Welcome to Florida

I was very sad to read the article about the alligator who ate the dog. It is simply horrible to think of even losing a pet this way, much less to watch it.
Being a native, alligators were always around when I was a kid. Growing up in central Florida, we did not have the opportunity to swim anywhere but lakes and phosphate pits. I can guarantee there were gators in both. I never saw one. In fact, none of us kids ever saw one. The reason is we knew better than to feed them. We knew better than to allow our dogs close to the water's edge, although before all the leash laws, many of our dogs swam in the lakes after romping through town before collapsing on the front porch to sleep the heat of the day away. the gators were more frightened of us because we did not desensitize them to humans so they did not associate us with food. Alligators are not, like their cousins the crocodiles, aggressive in nature. Food sources are food sources and as this article states, dogs are low to the ground and gators think food.
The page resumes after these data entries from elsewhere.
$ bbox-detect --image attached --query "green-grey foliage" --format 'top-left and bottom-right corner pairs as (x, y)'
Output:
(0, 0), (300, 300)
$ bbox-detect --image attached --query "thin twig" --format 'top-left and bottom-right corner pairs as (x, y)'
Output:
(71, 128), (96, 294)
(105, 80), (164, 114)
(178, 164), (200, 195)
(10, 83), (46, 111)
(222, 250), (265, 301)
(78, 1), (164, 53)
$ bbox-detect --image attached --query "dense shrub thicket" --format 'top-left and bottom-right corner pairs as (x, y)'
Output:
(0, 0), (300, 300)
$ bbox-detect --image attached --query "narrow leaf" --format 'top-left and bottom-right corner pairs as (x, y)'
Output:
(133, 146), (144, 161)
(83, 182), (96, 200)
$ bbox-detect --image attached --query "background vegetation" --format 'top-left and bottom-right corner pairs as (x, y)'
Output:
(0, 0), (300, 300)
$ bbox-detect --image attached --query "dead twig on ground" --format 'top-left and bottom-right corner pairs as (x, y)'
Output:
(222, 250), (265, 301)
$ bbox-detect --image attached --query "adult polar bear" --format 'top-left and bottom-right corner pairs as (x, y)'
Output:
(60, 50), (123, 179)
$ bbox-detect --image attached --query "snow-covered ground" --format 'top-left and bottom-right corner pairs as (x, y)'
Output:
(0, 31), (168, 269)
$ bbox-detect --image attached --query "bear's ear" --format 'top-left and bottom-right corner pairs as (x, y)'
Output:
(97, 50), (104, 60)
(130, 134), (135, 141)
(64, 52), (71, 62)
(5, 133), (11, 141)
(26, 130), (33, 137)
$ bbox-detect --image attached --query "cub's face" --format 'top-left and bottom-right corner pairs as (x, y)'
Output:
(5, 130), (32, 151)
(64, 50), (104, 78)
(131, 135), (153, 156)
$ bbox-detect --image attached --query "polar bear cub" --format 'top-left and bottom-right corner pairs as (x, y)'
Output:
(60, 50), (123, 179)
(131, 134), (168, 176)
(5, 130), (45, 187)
As more and more people move to this state, the problems become huge for the gators. If one eats a dog or becomes to close to humans, they attempt to relocate it to a less populated area. These less populated areas are becoming few and far between. The gator is sometimes destroyed just for being a gator.
I think everyone who moves to Florida should have a handbook showing the native critters and what they do. Maybe then they would learn what can happen when you don't pay attention to what the natives have told you all along.